O domingo amanheceu cinzento, e eu ainda sentia o peso da semana grudado no corpo. Não havia descanso. Nunca havia.
Três batidas firmes soaram na porta. Reconheci antes de abrir.
Marta e Álvaro.
Valentina entrou logo atrás, radiante, com a barriga já começando a despontar sob o vestido de seda clara. Henrique a seguia, carregando sacolas, a mão possessiva na lombar dela.
O mundo parou.
— Cecília — começou mamãe, ajeitando o lenço no pescoço. — Viemos em paz.
Em paz. A expressão me feriu mais do que um tapa.
— Não tem guerra aqui. — respondi, seca.
Valentina sorriu. Um sorriso que sabia ser veneno.
— Precisava te contar pessoalmente, Ceci. O bebê mexeu essa semana. Foi mágico.
Meu estômago revirou. O ar parecia denso, como se eu estivesse respirando fumaça.
— Você deveria estar feliz por mim — completou, acariciando a barriga com teatralidade.
Henrique desviou o olhar, mas não se envergonhou. Nunca se envergonhava.
— Sua irmã precisa de apoio, Cecília — disse meu pai, firme. — Está vulnerável. Você poderia mostrar maturidade.
Eu poderia mostrar maturidade. Eles nunca mudavam a narrativa. Sempre a filha perfeita, e eu sempre a errada.
Cruzei os braços.
— Vocês têm três minutos.
Marta suspirou, exasperada.
— Esse ressentimento não vai te levar a lugar nenhum. Já pensou em ser parte da solução? Você poderia se aproximar, ajudar com a gravidez, cuidar quando o bebê nascer…
A náusea subiu. Meus dedos tremeram de tanto segurar a raiva.
— Saiam. — Minha voz saiu baixa, mas cortante. — Antes que eu me esqueça que vocês são sangue do meu sangue.
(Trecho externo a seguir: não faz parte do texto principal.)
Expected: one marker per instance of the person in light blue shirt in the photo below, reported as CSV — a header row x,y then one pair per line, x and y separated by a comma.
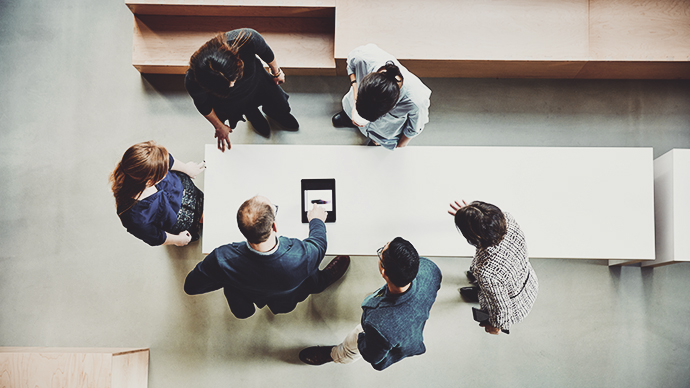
x,y
386,102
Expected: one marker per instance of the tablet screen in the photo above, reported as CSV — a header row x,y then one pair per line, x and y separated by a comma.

Valentina deu uma risadinha leve, como se eu fosse apenas uma criança emburrada.
— Ainda guarda rancor, maninha? Cresça. Eu quero você como minha madrinha
Eu a encarei com olhos frios.
— Rancor não maninha. Sobrevivência.
Eles se retiraram, finalmente. O corredor devolveu silêncio.
Me joguei no sofá. As lágrimas vieram sem que eu pedisse.
À noite, Lívia apareceu com um pote de lasanha congelada e o mesmo olhar protetor de sempre.
— Eu devia colocar uma cama aqui. — Ela se jogou na poltrona. — Não confio em você sozinha depois de visitas da sua família.
Suspirei.
— Eles querem que eu seja babá do bebê.
Lívia quase engasgou.
— O quê?
— Isso mesmo que ouviu. — Sorri amargo. — Para eles, eu nunca passo de sombra. Uma sombra que pode servir quando convém.
Ela apertou os olhos, indignada.
— Você não vai ser babá de ninguém. Você merece muito mais do que isso.
Olhei para a janela. A Torre Arcturus brilhava ao fundo, iluminada contra o céu noturno. O nome Bellucci estampado como um lembrete de poder inalcançável.
— Um sonho distante — murmurei.
Lívia me encarou com intensidade.
— E se não fosse tão distante assim?
Arqueei a sobrancelha.
— Como assim?
— Onde trabalho em um dos setores , no Instituto Bellucci, abriram vagas de estágio em marketing e Publicidade e propaganda alem de outras areas. — Ela sorriu, quase cúmplice. — Relações Públicas, marketing . É a sua área, Ceci.
Meu coração disparou.
— Você acha mesmo que…?
— Acho. Você tem talento. Você só não acredita.
Fiquei em silêncio. O medo falava mais alto. Mas uma centelha acendeu dentro de mim.
Fechei os olhos, e vi outra vez o olhar de Dante, frio e quente ao mesmo tempo. Um olhar que não pedia nada, mas exigia tudo.
u não tinha vinte anos ainda. Dezenove apenas. Uma idade em que os sonhos ainda são maiores do que a realidade.
O meu? Sempre foi ser como Valentina.
Ela, a filha perfeita. Formada em Relações Públicas. Dona da própria empresa Vale do Sol RP (trocadilho perfeito: Valentina, o sol da família) brilhando nos eventos da elite de Veridiana. Meus pais a exibiam como troféu. Confiavam a ela até decisões da Imperius, o braço mais antigo dos negócios dos Duarte.